Opened 10 years ago
Last modified 6 years ago
#24218 new New feature
Use sub-query in ORM when distinct and order_by columns do not match — at Version 1
Reported by: | Miroslav Shubernetskiy | Owned by: | nobody |
---|---|---|---|
Component: | Database layer (models, ORM) | Version: | dev |
Severity: | Normal | Keywords: | subquery distinct order_by |
Cc: | Harro | Triage Stage: | Accepted |
Has patch: | yes | Needs documentation: | yes |
Needs tests: | yes | Patch needs improvement: | no |
Easy pickings: | no | UI/UX: | no |
Description (last modified by )
This ticket is to propose a slight change in ORM - use subqueries when querying a model where .distinct()
and .order_by()
(or .extra(order_by=())
) leftmost columns do not match. For example:
Model.objects.all().distinct('foo').order_by('bar')
The above generates the following SQL:
SELECT DISTINCT ON ("app_model"."foo") <lots of columns here> FROM "app_model" ORDER BY "app_model"."bar" ASC;
I am not sure about all backends however the above syntax is not allowed in PostgreSQL which produces the following error:
ERROR: SELECT DISTINCT ON expressions must match initial ORDER BY expressions
Here are PostgreSQL docs explaining why that is not allowed:
DISTINCT ON ( expression [, ...] ) keeps only the first row of each set of rows where the given expressions evaluate to equal. [...] Note that the "first row" of each set is unpredictable unless ORDER BY is used to ensure that the desired row appears first. [...] The DISTINCT ON expression(s) must match the leftmost ORDER BY expression(s).

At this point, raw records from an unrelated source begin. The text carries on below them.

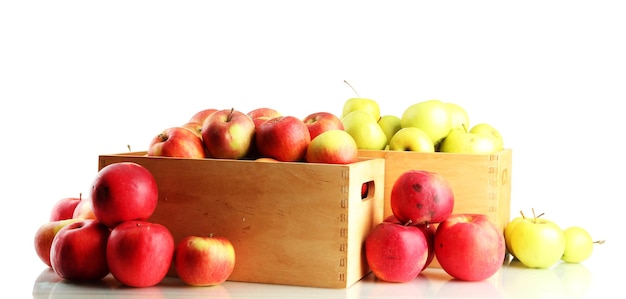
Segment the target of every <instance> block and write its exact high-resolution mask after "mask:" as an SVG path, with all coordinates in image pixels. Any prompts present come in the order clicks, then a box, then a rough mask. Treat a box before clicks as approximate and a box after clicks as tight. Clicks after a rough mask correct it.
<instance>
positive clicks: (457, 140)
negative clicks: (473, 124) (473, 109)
mask: <svg viewBox="0 0 626 299" xmlns="http://www.w3.org/2000/svg"><path fill="white" fill-rule="evenodd" d="M438 149H439V151H440V152H443V153H457V154H490V153H494V152H496V151H498V150H499V149H498V145H497V140H496V138H495V137H494V136H492V135H486V134H478V133H470V132H468V131H467V130H451V131H450V133H449V134H448V136H446V138H444V139H443V141H441V144H440V145H439V148H438Z"/></svg>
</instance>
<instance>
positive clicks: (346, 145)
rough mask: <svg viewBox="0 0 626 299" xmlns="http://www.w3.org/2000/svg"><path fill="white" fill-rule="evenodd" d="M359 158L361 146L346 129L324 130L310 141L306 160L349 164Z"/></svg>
mask: <svg viewBox="0 0 626 299" xmlns="http://www.w3.org/2000/svg"><path fill="white" fill-rule="evenodd" d="M358 158H359V148H358V147H357V145H356V142H355V141H354V138H352V136H351V135H350V134H348V132H346V131H344V130H338V129H332V130H328V131H324V132H322V133H321V134H319V135H317V137H315V138H313V139H312V140H311V142H310V143H309V146H308V147H307V151H306V162H309V163H328V164H349V163H354V162H356V161H357V160H358Z"/></svg>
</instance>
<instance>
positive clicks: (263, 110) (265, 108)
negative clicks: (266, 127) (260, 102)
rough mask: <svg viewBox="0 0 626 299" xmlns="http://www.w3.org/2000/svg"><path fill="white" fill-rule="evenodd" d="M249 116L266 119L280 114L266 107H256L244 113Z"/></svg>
mask: <svg viewBox="0 0 626 299" xmlns="http://www.w3.org/2000/svg"><path fill="white" fill-rule="evenodd" d="M246 114H247V115H248V116H249V117H250V118H252V119H253V120H254V119H257V118H262V119H265V120H268V119H270V118H274V117H278V116H281V115H282V114H281V113H280V112H278V110H276V109H273V108H268V107H260V108H256V109H252V110H250V112H248V113H246Z"/></svg>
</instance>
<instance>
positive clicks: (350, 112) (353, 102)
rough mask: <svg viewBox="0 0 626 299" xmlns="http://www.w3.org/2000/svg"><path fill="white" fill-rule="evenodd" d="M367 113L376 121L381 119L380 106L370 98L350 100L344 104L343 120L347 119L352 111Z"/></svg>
mask: <svg viewBox="0 0 626 299" xmlns="http://www.w3.org/2000/svg"><path fill="white" fill-rule="evenodd" d="M356 110H360V111H365V112H367V113H368V114H369V115H371V116H372V118H373V119H374V121H376V122H377V121H378V119H380V106H379V105H378V102H376V101H374V100H372V99H368V98H349V99H348V100H346V101H345V102H344V104H343V111H342V114H341V118H344V117H346V116H347V115H348V114H350V113H351V112H352V111H356Z"/></svg>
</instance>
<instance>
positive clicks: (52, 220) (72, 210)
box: [50, 197, 80, 221]
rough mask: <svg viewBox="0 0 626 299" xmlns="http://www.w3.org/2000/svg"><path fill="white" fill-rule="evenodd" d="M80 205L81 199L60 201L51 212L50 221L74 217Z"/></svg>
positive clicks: (62, 198) (69, 199) (63, 200)
mask: <svg viewBox="0 0 626 299" xmlns="http://www.w3.org/2000/svg"><path fill="white" fill-rule="evenodd" d="M79 203H80V197H65V198H61V199H59V200H58V201H57V202H56V203H55V204H54V205H53V206H52V209H51V211H50V221H56V220H64V219H70V218H73V216H74V210H76V206H77V205H78V204H79Z"/></svg>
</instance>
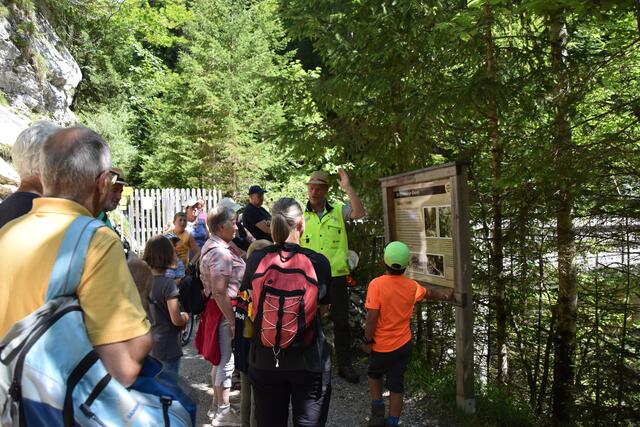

This ticket proposes to use subqueries in such situations which would use SQL:
SELECT * FROM ( SELECT DISTINCT ON ("app_model"."foo") <lots of columns here> FROM "app_model" ) result ORDER BY "app_model"."bar" ASC;
The above is perfectly valid SQL and produces expected results (please note that ORDER_BY
is in the outer query to guarantee that distinct results are correctly sorted).
I created a simple proof-of-concept patch by overwriting few things in SQLCompiler.as_sql()
which seems to work pretty well. The patch only creates subquery when the above dilema is encountered which should not have any negative side-effects on existing queries (since such queries were not allowed by SQL). The patch also works on the .count()
queries since Django then strips any ordering hence the subquery is never created.